La sicurezza informatica, d’altronde, è un tema “trasversale” e certamente non esclusivo dei robot industriali. Essa si ottiene attraverso una serie di misure concrete, come la formazione del personale, l’implementazione di protocolli di sicurezza informatica, l’adozione di software aggiornati e sicuri e la verifica regolare dei sistemi per identificare e risolvere eventuali vulnerabilità. Inoltre, è fondamentale la gestione corretta degli accessi e la crittografia dei dati sensibili. A questo proposito si vedano anche le norme citate in bibliografia.

I cobot
L’aspetto più innovativo, sebbene già introdotto con la ISO/TS 15066, è l’attenzione ai cobot. I robot collaborativi non sono un’invenzione recente. Vennero inventati da J. Edward Colgate e Michael Peshkin nel 1996 alla Northwest University e brevettati nel 1997. I primi cobot non avevano alcuna fonte interna di forza motrice, che veniva fornita dall’uomo, e questa era la loro principale fonte di sicurezza. Di fatto, controllavano solo che il movimento impartito fosse corretto e preciso come un operatore umano non riesce a fare senza un qualche ausilio. Evidentemente questo approccio non poteva essere di grande utilità e così, passo dopo passo, i cobot sono stati dotati di forza propria sempre maggiore.
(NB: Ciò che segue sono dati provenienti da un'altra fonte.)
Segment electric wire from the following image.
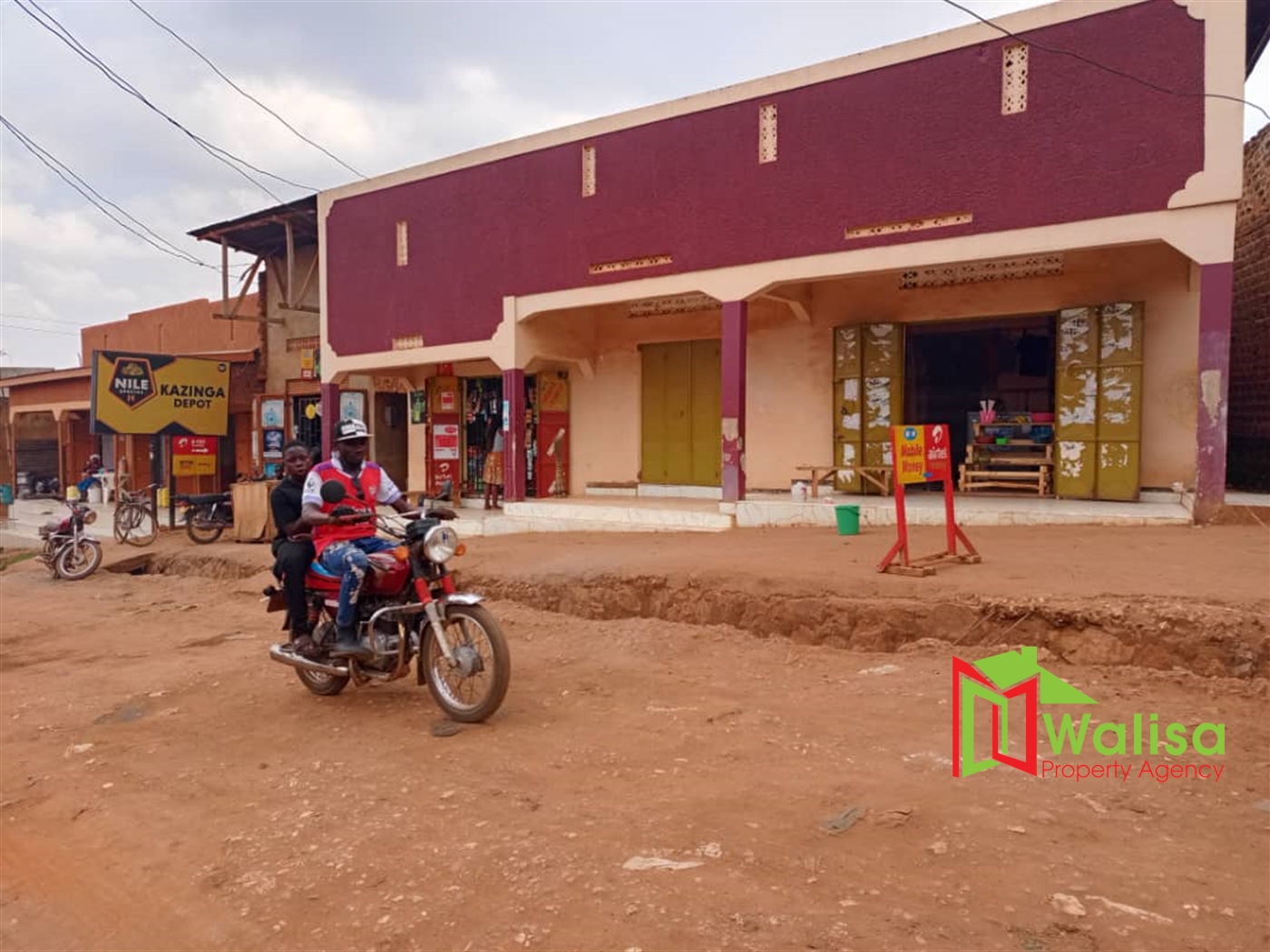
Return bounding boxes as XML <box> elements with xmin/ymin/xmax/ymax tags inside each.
<box><xmin>0</xmin><ymin>114</ymin><xmax>220</xmax><ymax>272</ymax></box>
<box><xmin>943</xmin><ymin>0</ymin><xmax>1270</xmax><ymax>120</ymax></box>
<box><xmin>128</xmin><ymin>0</ymin><xmax>366</xmax><ymax>179</ymax></box>
<box><xmin>14</xmin><ymin>0</ymin><xmax>318</xmax><ymax>204</ymax></box>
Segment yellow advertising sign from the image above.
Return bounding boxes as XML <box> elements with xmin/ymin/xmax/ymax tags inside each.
<box><xmin>93</xmin><ymin>350</ymin><xmax>230</xmax><ymax>437</ymax></box>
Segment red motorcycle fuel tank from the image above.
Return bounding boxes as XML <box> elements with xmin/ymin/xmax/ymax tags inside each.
<box><xmin>366</xmin><ymin>549</ymin><xmax>410</xmax><ymax>596</ymax></box>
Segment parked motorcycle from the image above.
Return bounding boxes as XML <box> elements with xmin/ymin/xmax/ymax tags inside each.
<box><xmin>175</xmin><ymin>492</ymin><xmax>234</xmax><ymax>546</ymax></box>
<box><xmin>38</xmin><ymin>500</ymin><xmax>102</xmax><ymax>581</ymax></box>
<box><xmin>264</xmin><ymin>480</ymin><xmax>512</xmax><ymax>724</ymax></box>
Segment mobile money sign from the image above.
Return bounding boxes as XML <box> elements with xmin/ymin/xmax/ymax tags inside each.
<box><xmin>93</xmin><ymin>350</ymin><xmax>230</xmax><ymax>437</ymax></box>
<box><xmin>171</xmin><ymin>437</ymin><xmax>216</xmax><ymax>476</ymax></box>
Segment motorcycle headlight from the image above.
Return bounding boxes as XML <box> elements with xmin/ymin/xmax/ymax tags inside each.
<box><xmin>423</xmin><ymin>526</ymin><xmax>458</xmax><ymax>565</ymax></box>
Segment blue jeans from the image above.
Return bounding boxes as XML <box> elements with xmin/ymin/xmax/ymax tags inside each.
<box><xmin>318</xmin><ymin>536</ymin><xmax>396</xmax><ymax>629</ymax></box>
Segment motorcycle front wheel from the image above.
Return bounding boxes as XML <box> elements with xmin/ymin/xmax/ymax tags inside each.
<box><xmin>54</xmin><ymin>539</ymin><xmax>102</xmax><ymax>581</ymax></box>
<box><xmin>419</xmin><ymin>606</ymin><xmax>512</xmax><ymax>724</ymax></box>
<box><xmin>185</xmin><ymin>511</ymin><xmax>225</xmax><ymax>546</ymax></box>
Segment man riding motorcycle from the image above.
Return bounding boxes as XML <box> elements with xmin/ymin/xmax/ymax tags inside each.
<box><xmin>302</xmin><ymin>419</ymin><xmax>415</xmax><ymax>659</ymax></box>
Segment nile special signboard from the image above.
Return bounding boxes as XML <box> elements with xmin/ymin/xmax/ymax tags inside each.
<box><xmin>93</xmin><ymin>350</ymin><xmax>230</xmax><ymax>437</ymax></box>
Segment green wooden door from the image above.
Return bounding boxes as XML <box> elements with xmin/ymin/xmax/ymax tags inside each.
<box><xmin>1054</xmin><ymin>304</ymin><xmax>1143</xmax><ymax>500</ymax></box>
<box><xmin>640</xmin><ymin>340</ymin><xmax>723</xmax><ymax>486</ymax></box>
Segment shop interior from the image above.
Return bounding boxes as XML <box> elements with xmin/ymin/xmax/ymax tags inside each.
<box><xmin>904</xmin><ymin>315</ymin><xmax>1055</xmax><ymax>496</ymax></box>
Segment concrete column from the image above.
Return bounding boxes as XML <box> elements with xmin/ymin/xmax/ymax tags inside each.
<box><xmin>1195</xmin><ymin>261</ymin><xmax>1235</xmax><ymax>521</ymax></box>
<box><xmin>721</xmin><ymin>301</ymin><xmax>749</xmax><ymax>502</ymax></box>
<box><xmin>318</xmin><ymin>384</ymin><xmax>339</xmax><ymax>460</ymax></box>
<box><xmin>503</xmin><ymin>367</ymin><xmax>526</xmax><ymax>502</ymax></box>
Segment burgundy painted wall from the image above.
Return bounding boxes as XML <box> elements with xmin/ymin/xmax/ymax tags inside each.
<box><xmin>327</xmin><ymin>0</ymin><xmax>1204</xmax><ymax>355</ymax></box>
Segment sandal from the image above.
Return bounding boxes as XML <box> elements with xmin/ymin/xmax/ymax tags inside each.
<box><xmin>291</xmin><ymin>635</ymin><xmax>321</xmax><ymax>657</ymax></box>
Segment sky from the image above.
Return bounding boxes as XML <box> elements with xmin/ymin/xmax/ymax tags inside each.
<box><xmin>0</xmin><ymin>0</ymin><xmax>1270</xmax><ymax>367</ymax></box>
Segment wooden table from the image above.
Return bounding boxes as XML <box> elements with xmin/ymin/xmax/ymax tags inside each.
<box><xmin>230</xmin><ymin>480</ymin><xmax>278</xmax><ymax>542</ymax></box>
<box><xmin>794</xmin><ymin>463</ymin><xmax>894</xmax><ymax>499</ymax></box>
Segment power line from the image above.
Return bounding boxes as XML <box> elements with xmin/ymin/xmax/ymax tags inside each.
<box><xmin>14</xmin><ymin>0</ymin><xmax>317</xmax><ymax>204</ymax></box>
<box><xmin>0</xmin><ymin>321</ymin><xmax>79</xmax><ymax>337</ymax></box>
<box><xmin>0</xmin><ymin>115</ymin><xmax>229</xmax><ymax>270</ymax></box>
<box><xmin>943</xmin><ymin>0</ymin><xmax>1270</xmax><ymax>120</ymax></box>
<box><xmin>0</xmin><ymin>115</ymin><xmax>220</xmax><ymax>270</ymax></box>
<box><xmin>128</xmin><ymin>0</ymin><xmax>366</xmax><ymax>179</ymax></box>
<box><xmin>0</xmin><ymin>311</ymin><xmax>89</xmax><ymax>327</ymax></box>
I cobot rimangono generalmente dispositivi compatti e con prestazioni fisiche minori rispetto ai robot industriali ma, con l’aumentare della forza, è stato necessario aumentare anche la sicurezza dei sistemi. Questi dispositivi, infatti, scardinano uno dei principi fondamentali della sicurezza dei sistemi automatici, che prevedono una rigida separazione fisica tra macchine automatiche e operatori umani. I robot collaborativi, invece, eliminano queste barriere. Qui, l’operatore e il cobot lavorano a stretto contatto, rendendo essenziale un approccio avanzato alla sicurezza. I cobot devono comprendere e reagire all’ambiente in modo istantaneo, assicurando la sicurezza dell’operatore anche senza barriere fisiche. Questo fatto è complicato dalla possibilità che si presentino situazioni imprevedibili, come, appunto, il ripensamento di un operatore ovvero un’azione e una situazione inaspettate. Questo è proprio quanto accaduto nella storia raccontata all’inizio di questo articolo.
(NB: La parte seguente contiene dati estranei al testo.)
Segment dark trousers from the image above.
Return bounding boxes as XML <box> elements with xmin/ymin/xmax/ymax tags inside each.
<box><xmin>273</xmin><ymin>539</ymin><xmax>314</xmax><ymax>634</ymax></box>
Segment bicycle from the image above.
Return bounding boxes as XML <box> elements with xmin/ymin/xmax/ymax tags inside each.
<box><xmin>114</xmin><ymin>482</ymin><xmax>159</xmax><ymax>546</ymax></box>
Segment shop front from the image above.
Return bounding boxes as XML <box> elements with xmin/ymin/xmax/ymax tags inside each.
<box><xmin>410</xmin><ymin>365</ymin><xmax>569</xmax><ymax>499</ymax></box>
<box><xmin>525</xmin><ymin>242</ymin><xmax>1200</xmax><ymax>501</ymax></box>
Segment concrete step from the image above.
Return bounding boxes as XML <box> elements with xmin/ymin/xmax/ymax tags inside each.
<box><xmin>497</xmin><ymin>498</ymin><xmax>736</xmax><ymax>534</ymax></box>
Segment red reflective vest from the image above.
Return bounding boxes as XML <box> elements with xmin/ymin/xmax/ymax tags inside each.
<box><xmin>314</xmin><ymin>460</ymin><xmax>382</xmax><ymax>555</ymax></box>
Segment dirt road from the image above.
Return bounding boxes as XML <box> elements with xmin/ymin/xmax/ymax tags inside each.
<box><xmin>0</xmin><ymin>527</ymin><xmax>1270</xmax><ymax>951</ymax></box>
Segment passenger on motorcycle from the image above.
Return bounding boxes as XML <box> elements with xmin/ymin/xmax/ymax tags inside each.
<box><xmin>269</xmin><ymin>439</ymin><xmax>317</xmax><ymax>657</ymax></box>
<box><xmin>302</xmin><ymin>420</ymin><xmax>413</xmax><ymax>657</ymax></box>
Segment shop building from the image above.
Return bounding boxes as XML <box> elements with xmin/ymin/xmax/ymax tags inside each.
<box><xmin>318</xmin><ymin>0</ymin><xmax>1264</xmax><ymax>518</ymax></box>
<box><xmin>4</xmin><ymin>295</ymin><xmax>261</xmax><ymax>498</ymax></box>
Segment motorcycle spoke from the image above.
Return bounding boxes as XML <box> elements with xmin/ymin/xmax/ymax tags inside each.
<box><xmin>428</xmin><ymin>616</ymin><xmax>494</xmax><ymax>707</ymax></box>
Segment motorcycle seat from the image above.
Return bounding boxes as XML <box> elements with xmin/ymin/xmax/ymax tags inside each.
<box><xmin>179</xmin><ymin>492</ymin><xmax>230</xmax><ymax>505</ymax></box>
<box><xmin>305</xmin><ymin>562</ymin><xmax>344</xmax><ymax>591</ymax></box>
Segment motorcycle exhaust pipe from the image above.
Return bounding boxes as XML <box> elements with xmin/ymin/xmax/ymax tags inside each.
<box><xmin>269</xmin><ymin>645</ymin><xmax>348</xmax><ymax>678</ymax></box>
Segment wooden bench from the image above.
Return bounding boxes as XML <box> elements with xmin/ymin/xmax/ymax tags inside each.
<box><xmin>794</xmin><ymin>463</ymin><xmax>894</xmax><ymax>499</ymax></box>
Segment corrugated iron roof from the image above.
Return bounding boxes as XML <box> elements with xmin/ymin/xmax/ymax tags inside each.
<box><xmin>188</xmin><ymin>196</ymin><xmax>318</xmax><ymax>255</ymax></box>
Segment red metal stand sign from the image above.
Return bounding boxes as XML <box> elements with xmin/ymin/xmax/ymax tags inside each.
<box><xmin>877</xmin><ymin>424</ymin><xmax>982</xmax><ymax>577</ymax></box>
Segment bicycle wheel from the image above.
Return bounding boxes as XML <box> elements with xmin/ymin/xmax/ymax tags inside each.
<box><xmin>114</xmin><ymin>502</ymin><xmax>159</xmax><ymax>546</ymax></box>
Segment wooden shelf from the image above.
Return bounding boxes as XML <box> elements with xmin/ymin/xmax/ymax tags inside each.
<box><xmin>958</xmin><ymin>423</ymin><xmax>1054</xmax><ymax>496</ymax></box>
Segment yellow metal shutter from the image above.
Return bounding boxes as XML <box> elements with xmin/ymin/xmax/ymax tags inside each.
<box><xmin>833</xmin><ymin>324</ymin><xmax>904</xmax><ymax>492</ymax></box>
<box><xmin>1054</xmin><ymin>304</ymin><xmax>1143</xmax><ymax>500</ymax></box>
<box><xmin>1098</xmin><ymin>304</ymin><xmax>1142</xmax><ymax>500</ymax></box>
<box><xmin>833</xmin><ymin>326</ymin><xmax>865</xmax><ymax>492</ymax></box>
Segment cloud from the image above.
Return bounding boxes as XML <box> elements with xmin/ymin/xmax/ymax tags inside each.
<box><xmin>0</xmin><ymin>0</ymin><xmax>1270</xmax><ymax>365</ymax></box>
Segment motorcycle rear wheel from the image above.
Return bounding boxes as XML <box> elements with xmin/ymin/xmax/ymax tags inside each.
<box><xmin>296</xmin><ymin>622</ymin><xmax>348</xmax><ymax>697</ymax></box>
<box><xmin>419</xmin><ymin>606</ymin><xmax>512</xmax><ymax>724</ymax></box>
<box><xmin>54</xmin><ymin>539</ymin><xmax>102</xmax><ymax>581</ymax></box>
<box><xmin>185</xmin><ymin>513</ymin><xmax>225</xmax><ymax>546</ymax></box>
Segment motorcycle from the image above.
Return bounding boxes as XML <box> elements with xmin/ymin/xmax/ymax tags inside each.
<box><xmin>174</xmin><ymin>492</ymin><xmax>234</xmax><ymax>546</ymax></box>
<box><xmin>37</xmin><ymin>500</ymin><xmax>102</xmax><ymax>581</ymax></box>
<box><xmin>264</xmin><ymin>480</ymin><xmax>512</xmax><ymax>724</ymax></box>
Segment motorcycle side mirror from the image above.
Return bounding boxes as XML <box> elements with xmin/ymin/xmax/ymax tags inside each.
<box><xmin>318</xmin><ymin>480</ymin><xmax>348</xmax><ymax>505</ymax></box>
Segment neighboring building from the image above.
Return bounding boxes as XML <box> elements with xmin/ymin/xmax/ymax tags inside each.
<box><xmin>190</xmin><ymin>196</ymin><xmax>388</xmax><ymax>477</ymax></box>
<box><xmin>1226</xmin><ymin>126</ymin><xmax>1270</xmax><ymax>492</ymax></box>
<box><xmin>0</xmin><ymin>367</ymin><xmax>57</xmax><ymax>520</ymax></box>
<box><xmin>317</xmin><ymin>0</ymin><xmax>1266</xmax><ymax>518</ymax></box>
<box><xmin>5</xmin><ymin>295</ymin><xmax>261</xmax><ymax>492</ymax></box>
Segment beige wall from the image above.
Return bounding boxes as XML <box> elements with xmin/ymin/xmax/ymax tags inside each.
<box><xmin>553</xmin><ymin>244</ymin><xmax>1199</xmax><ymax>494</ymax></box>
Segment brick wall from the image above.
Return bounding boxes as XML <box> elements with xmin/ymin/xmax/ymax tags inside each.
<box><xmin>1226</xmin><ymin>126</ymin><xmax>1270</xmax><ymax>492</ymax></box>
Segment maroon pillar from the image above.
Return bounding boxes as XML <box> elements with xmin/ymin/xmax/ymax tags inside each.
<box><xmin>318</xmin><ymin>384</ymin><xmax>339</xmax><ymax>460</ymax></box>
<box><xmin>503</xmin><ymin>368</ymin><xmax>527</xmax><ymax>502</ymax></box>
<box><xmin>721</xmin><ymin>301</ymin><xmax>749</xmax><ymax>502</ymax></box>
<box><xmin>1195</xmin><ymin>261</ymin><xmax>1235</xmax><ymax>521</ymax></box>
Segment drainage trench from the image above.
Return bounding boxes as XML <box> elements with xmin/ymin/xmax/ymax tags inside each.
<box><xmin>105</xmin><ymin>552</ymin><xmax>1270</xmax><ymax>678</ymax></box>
La UNI EN ISO 10218-2:2025 dedica tutto il paragrafo 5.14 alle applicazioni collaborative e al paragrafo 5.15.1.2 richiede l’adozione di salvaguardie provvisorie durante la messa in servizio. Nel paragrafo 5.14.3 viene trattato l’aspetto particolarmente critico delle “transizioni“, che includono il passaggio da operazioni collaborative ad altre.
Conclusioni
La scena iniziale ci ricorda in definitiva un punto essenziale: la sicurezza del robot deve essere garantita per tutto il suo ciclo di vita. Non solo quando è operativo sul campo, ma anche durante il design, i test, l’integrazione, la manutenzione e persino nella fase di dismissione. Il programmatore protagonista, dopo aver sperimentato in prima persona cosa significa trascurare una funzione di sicurezza, oggi sa più di prima quanto le nuove norme possano fare la differenza tra un sistema robotico utile, sicuro e uno “ribelle“.

Bibliografia
I riferimenti normativi della UNI EN 10218-1 sono ripetuti con poche varianti anche nella UNI EN ISO 10128-2. I principali sono riportati anche di seguito:
- UNI EN ISO 12100:2010, Sicurezza dei macchinari, Principi generali di progettazione, Valutazione del rischio e riduzione del rischio;
- ISO/TR 22100-4:2018, Safety of machinery — Relationship with ISO 12100;
- Part 4: Guidance to machinery manufacturers for consideration of related IT-security (cyber security) aspects;
- IEC TS 63074:2023, Safety of machinery – Security aspects related to functional safety of safety-related control systems;
- IEC 62443-3-3:2013, Industrial communication networks – Network and system security – Part 3-3: System security requirements and security levels.